What has the U.S. achieved by pumping $60 billion — an average of $625,000 every hour — into Iraq to fix what the American invasion 10 years ago had broken?
Not all that much, according to the Special Inspector General for Iraq Reconstruction (SIGIR), Stuart Bowen. The biggest American reconstruction project since the post-World War II Marshall plan was crippled by bad planning, fraud, corruption and outright theft.

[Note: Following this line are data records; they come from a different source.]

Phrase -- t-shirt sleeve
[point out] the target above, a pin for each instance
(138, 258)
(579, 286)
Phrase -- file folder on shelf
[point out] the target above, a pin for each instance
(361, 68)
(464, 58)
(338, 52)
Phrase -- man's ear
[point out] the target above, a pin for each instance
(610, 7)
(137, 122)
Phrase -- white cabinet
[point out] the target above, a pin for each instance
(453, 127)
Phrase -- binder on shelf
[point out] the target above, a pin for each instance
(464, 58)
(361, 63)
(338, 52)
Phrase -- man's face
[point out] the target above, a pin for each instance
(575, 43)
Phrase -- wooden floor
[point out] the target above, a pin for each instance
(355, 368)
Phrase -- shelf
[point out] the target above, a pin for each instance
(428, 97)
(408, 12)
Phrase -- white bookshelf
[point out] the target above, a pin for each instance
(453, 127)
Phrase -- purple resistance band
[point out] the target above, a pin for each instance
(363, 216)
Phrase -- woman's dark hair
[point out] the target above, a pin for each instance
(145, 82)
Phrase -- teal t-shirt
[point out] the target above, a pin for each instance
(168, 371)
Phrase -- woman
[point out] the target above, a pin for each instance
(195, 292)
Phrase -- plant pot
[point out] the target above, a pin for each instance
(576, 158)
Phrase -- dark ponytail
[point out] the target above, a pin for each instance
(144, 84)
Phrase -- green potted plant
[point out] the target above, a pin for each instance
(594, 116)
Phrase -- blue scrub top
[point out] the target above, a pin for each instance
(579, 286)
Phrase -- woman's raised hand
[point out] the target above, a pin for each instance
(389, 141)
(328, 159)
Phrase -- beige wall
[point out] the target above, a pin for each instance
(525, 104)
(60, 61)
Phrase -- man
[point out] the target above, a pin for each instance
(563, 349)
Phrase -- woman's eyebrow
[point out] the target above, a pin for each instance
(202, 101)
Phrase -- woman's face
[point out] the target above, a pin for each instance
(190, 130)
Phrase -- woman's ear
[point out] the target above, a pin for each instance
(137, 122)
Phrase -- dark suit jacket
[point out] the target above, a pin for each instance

So says a 174-page SIGIR report which comes to the conclusion that “as things stand, the U.S. government is not much better prepared for the next stabilization operation than it was in 2003.” Then, as now, there is no structure to integrate the various government agencies involved in rebuilding projects. Then, as now, there is no integrated data system to track money flows and contractors, says the report, the last of a series.
It is entitled Learning from Iraq but suggests that not all lessons have been fully absorbed yet. Some of the practices that bedeviled the effort in Iraq live on in Afghanistan, where U.S. troops will stay until 2014.
The report recalls the staggering amount of cash involved in the effort to rebuild the shattered country: “In 2003 and 2004, more than $10 billion in … cash was flown to Baghdad on U.S. military aircraft in the form of massive shrink-wrapped bundles of $100 bills stored on large pallets.” Once unloaded, the money was handed to contractors who hefted it away in duffel bags. “This money was not managed particularly well,” the report notes.
This is a polite understatement. A sizeable chunk of the airlifted cash has never been accounted for.
The original infusion of cash came from frozen or seized Iraqi assets held at the Federal Reserve in New York. U.S. taxpayers, through Congressional appropriations, chipped in another $60 billion. Critics of the U.S. endeavor In Iraq contrast the vast sums spent on infrastructure there with the lack of major infrastructure projects in the U.S. Then Secretary of State Colin Powell provided a counter-argument even before the U.S. went to war: “You break it, you fix it.”
What went wrong with the fixing is highlighted by statements from 32 U.S. and Iraqi officials Bowen interviewed for his report. Running like a red thread through Iraqi comments is the complaint that the Americans did not consult Iraqis, that there was no coordination between different U.S. agencies, and that the Americans did not pay enough attention to corruption.
Fuad Hussein, an aide to Kurdistan President Massoud Barzani, summed up many similar observations in blunt language: “Not only was there no coordination between the Department of State, the Pentagon and the CPA (Coalition Provisional Authority), they were fighting each other. I had two advisers — one from the State Department, one from the Defense Department; they didn't talk to each other.” Another factor that made working with the Americans difficult: “They knew nothing about the local culture.”
Claire McCaskill, a Democratic Senator involved in the oversight of the Iraqi reconstruction program, told the Inspector General that the various U.S. agencies and departments had worked at cross-purposes to such an extent that they formed “a circular firing squad” that guaranteed failure.
Poor planning, weak oversight and the absence of a single agency responsible for tracking how reconstruction money was used combined for an environment where fraud, waste and abuse flourished, in the words of Senator Susan Collins, a member of three of the Inspector General’s reporting commissions.
Bowen’s swan song — his office is to end operations in September — highlights a number of particularly egregious cases uncovered by SIGIR audits. For example: subcontractors for a Virginia-based company, Anham LLC, charged $80 for a small piece of drain pipe valued at $1.41 and a whopping $900 for a control switch worth $7.05.
Another legacy of the American reconstruction effort: abandoned projects started by U.S. agencies without consulting the Iraqis whether they wanted or needed them. Consequently, Iraqis felt no ownership and frequently walked away from projects, leaving them half-completed.
Prime Minister Nuri al-Maliki, one of the officials Bowen interviewed for the report, reflected what appears to be a widely-shared view: the overall benefit of the American reconstruction effort was small in comparison with the large sums spent.
To avoid that kind of mismatch in future reconstruction programs, Bowen is suggesting that the government set up a new umbrella organization to ensure “unity of command and unity of effort.” That idea has yet to find enthusiastic backers in the administration.